Soirée au saxo

Maison à la campagne

C'était le soir de la présentation des amis. Ils ne sont jamais venus. Après un long arpentage des rues glaciales, nous arrivons dans le troquet. Bonsoir tout le monde. Ce n'est qu'un mauvais moment à passer. Dans quatre heures, il n'en paraîtra plus rien.


- Eh non, ce n'est pas lui, dit-il en riant, ravi d'avoir été pris pour la vedette à qui il croit ressembler.

Qui sont ces prolétaires hantés par la promesse de la gloire et qui, sortis dans un bar quelconque, imaginent probable de croiser la route d'une célébrité ? Leur esprit semble tendu à cette seule fin. Je prends une bière mais il commande une limonade : la soirée ne sera vraiment pas bonne. Les serveurs s'emmerdent-ils ? Je sens un lien s'établir entre eux et moi. Ils sont hostiles, je le sais. Pour la deuxième tournée, je connais la combine. Je demande une ginger beer, qui n'a de bière que le nom. Avec le temps, même les bonnes choses finissent par ne l'être plus tant. Le serveur me tend une cannette en aluminium. Je pense à l'opérateur de production de Constellium. J'en avais été chamboulée jusqu'aux os. Je porte la cannette à mes lèvres mais il m'arrête.

- Prends un verre, c'est dégueulasse.

Je regarde la cannette : c'est sale. Je regarde le verre : c'est propre.

Il faut s'imaginer. Les cannettes sont entreposées dans des hangars. Des rats y vivent. Ils sortent roder sur les tas de cannettes, les escaladent comme des châteaux de sable, y pissent allègrement, puis redescendent en plaine. La pisse stagne sur le dessus des cannettes. Les jours passent, la pisse s'évapore, elle coule même, et les cannettes sont soulevées, retournées, manipulées, aimées d'un entrepôt à un autre. La pisse disparaît d'heure en heure. Les cannettes semblent alors avoir retrouvé leur virginité originelle : le métal reflète la lumière comme au premier jour. Ne vous y fiez pas : les germes n'ont pas disparu. Au contraire, l'urine s'étant évaporée, les germes se sont accrochés plus que jamais au métal, ils l'ont infiltré, ils se sont multipliés, ils sont devenus redoutables, milliards de petits germes en forme de gouttes de pisse et avec des gueules de rats.

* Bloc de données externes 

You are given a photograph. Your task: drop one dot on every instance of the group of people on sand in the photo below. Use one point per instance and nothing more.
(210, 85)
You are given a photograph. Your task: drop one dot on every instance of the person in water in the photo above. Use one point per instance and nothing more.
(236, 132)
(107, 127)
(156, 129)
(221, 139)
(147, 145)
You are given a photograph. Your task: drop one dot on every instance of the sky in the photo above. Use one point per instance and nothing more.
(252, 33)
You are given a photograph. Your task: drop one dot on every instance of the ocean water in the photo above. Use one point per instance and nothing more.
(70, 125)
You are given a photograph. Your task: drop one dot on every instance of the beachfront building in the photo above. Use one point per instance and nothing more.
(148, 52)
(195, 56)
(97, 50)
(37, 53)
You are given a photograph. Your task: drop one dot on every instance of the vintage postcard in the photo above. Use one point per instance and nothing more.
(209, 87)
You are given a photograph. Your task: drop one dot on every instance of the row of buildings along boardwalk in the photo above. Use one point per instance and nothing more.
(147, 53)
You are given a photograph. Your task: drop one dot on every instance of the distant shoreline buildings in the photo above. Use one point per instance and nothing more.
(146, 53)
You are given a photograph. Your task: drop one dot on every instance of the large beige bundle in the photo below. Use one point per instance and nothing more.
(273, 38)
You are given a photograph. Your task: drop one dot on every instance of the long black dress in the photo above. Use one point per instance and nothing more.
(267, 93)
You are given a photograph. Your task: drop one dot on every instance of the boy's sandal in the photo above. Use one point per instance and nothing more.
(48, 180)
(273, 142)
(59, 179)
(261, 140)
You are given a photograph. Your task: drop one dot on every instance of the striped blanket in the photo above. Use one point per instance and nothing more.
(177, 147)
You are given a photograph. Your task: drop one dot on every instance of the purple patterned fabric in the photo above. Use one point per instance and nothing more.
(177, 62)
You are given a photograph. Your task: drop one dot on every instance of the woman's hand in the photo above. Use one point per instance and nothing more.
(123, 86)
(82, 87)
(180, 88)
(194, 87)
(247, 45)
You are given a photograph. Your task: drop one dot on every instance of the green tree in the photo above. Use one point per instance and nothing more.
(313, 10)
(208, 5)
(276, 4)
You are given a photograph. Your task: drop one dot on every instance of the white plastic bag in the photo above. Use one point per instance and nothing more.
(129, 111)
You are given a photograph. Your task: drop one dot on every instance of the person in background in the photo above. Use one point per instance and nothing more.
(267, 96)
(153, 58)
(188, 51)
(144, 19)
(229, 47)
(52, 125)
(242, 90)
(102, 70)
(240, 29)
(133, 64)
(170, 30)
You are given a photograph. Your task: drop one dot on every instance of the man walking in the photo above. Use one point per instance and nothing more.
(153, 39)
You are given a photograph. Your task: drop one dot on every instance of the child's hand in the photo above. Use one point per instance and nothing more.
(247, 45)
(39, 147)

Sale ? Cet argument est-il censé me rebuter ? Bien au contraire. La cannette m'apparaissait désormais comme une surface aux points d'intérêts proliférants, infusée d'escherichia coli asséchés, rabougris comme ces petites poires que nous récoltions en plein été et que nous oubliions sur le rebord d'une fenêtre pendant des semaines. Leur peau était alors celle du serpent.

Visions phalliques


La chanson commença. Lécher la cannette pourrait me sauver. Avaler les germes. Communier avec la substantifique moelle de la pisse des rats. Où étaient passées les souris ? Les souris sont de petites fées. Il ne serait pas question de les évoquer pour faire peser la menace d'une intoxication digestive. Le nom « rat » est masculin, le nom « souris » est féminin, vous comprenez. J'emmerde les souris.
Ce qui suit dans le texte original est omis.